Fun and Games (written 2015)

16/12/2015 09:45

I was witness to the scene many times as a mother of young children. Small bodies tumbling, running, squealing and laughing. Falling over each other to be first, scrambling for coveted toys, wrestling and rolling in sweet smelling grass or working industriously together to build some fortress from boxes and blankets and chairs. At first everything is fine. Faces shine with smiles. Brows furrow with concentration. Voices rise in an effort to be heard. Someone pushes too hard, moves a carefully positioned box or toy, ignores someone else's idea. Two reach for something at the same time. A push in a tag game knocks someone to the ground. Whatever it is, the balance tips.

 

Adolescents carry it further. Dares. Taunts. Teasing and pushing. Roughhousing. Play-fighting. Upping the ante on some risky new game.

 

Bedtime for little ones can come to the same struggle. Enjoying some game or show or activity and refusing to acknowledge when it has to end. Holding with all their tiny wills and every ounce of being to the enjoyment they're experiencing until it dissolves in tears and tantrums.

 

“It's all fun and games till someone loses an eye,” the old tongue-in-cheek adage goes. Young human beings seem to push the pendulum too far often before letting it swing back. And as we age, though we may refine this tendency a little...leave the party early sometimes because we have to work the next day, bite our tongues when a rough accusation runs through our heads during a friendly debate with a friend, choose not to make another run down the ski hill when we know we're too tired, get a taxi when we've had too much to drink...still, we hold to our pleasures, our sense of being right, our pride in our abilities and our sense of invincibility, often so long that the outcome is painful for ourselves or for others or for all.

 

Very often, as with children, this tendency to hold on too long and too tightly is made more fierce in an interaction.
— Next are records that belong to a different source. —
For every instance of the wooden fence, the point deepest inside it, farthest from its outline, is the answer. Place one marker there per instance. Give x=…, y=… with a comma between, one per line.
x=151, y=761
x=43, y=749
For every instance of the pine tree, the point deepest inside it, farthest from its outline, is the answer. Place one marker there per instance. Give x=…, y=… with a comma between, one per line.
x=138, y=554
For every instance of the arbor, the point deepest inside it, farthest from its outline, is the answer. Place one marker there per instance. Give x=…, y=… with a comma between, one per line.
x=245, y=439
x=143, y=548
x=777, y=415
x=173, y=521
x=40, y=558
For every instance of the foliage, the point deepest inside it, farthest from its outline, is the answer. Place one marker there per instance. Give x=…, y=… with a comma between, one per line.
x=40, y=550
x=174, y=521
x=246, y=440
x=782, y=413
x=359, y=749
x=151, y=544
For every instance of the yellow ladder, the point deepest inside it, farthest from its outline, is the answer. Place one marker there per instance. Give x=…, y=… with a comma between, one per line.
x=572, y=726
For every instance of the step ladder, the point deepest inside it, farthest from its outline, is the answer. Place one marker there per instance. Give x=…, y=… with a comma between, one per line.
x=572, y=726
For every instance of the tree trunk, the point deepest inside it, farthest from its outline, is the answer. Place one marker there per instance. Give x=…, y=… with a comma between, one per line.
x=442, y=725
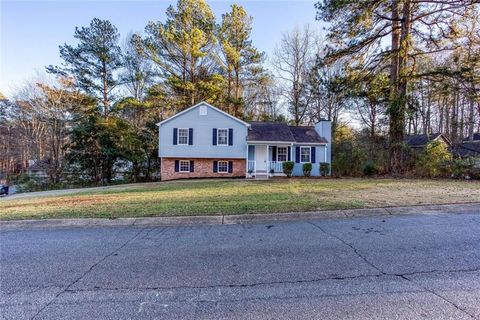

We're nearly out the door at some party and someone teases that we're getting old. What the heck. One more drink and one more hour. We're keeping our thoughts to ourselves on a controversial subject till someone pushes their opposing opinion and we feel compelled to set them straight. We know it's time to quit, but the playful urging of others leads us to continue.

 

In solitude, in a quiet rhythm, perhaps of working alone, time slows if we let it. If we do not pump up the pace with a flurry of texts and phone calls, if we really allow the solitude, and turn the attention inward, the mind becomes lucid and clear. We can see the rise and fall of thoughts and sensation. This is possible, of course, and sometimes even easy, in company. In a yoga class, on retreat, spending a day with another with whom one can fall into a space where silence is comfortable, no press for conversation.

 

But mostly, in interactions things move quickly and we can't always see clearly what our minds are doing, how desire and aversion hook us. We banter, we talk of frivolous things, we play, we race. And we lose our sense of how things are going, of our own motivations, of what right action and right speech might be in the moment.

 

This is why, I suppose, a good dhamma friend of mine who spends long stretches in solitary retreat, calls practice in daily life, the “hard work” of this path to peace and freedom. Most of us won't choose to live in solitude, or to enter a monastic community. We'll practice here in the midst of the laughter, the scrambling, the pride and the chaos. As we do, it is good to remember to keep the balance. If no one is going to lose a metaphorical eye, we need to remember the hard work of mindfully monitoring our words and actions. This means committing to a continuity of practice and using our mistakes not to punish ourselves but as reminders that bring us back on track.